河合 私が共同ディレクターを務めているフェスティバル/トーキョー(以下、F/T)でも、劇場から街へ出ていくことを心がけて活動しています。舞台芸術を使うことで、さまざまな人が集える場所をつくれたらな、と。空間が本当に公共のものであるためには、職種や年齢を問わず、多様な人々が出入りできなければいけません。しかし、現状そのような場所は決して多くはないですよね。ただ、行政の方々の考え方も変わってきました。街をより多くの人々へ開かれた空間へ変えようとしている人も増えていますよね。泉山さんがおっしゃるとおり、市民や企業の活動だけでなく法改正も重要です。
泉山 これまではどんなところでイベントを実施されてきたんですか?
河合 F/Tは主に豊島区を拠点としていて、2019年の「移動祝祭商店街」というプログラムではJR大塚駅前の広場・トランパル大塚でパフォーマンスを行なっています。これまではその時、その場所で集まるための公演を行なっていたのですが、この企画では商店街の方々と一緒につくることで積み上げたものを発表する場としてアプローチできたのが印象的でしたね。
泉山 ひとくちに「公共空間を使う」といっても、目的が変わってきていますよね。昔は主に経済効果や集客数を指標としていましたが、近年はただ人が集まるだけではダメ。滞在時間も重要な指標のひとつになっています。商業施設を考えても買い物だけならもはやオンラインで完結するわけで、多くの人々は「モノ」ではなく「時間」を消費するために動いている。実際にアメリカやオーストラリアではまず広場があることを前提としたうえで、そこから街づくりが考えられているんです。

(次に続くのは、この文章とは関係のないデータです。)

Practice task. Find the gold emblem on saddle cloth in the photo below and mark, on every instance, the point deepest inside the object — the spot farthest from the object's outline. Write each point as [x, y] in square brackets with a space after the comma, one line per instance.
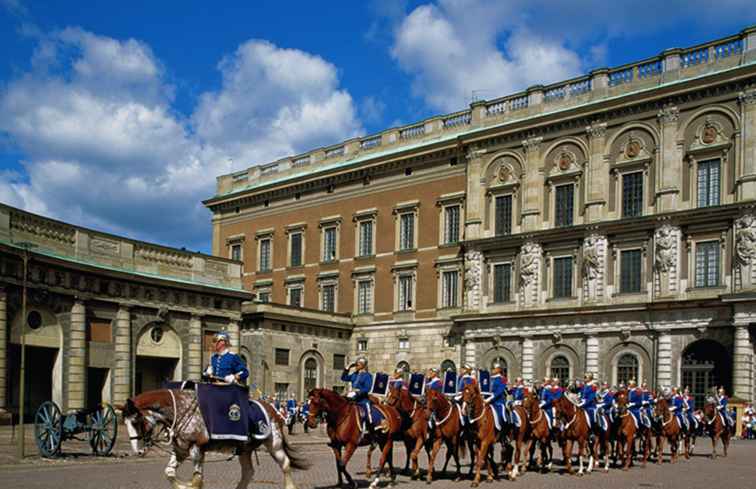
[234, 412]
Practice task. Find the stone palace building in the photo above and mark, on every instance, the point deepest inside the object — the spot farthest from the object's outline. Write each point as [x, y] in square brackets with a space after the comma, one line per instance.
[107, 317]
[605, 223]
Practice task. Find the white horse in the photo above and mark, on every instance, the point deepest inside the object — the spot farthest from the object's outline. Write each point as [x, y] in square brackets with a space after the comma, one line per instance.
[177, 413]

河合 一方で、ヨーロッパはまた異なる広場の文化を持っていますよね。たとえば日本だと劇場は娯楽のための空間というイメージが強いですが、ヨーロッパでは市民が発言できる社会的な場所とされています。だから劇場の前にある広場も、社会的な空間として認められているように思います。同時に、無料で観られる大きな音楽祭が広場で開かれることも少なくありません。お金がある人も、ない人も芸術に触れられるための場として公共空間が位置づけられているように思います。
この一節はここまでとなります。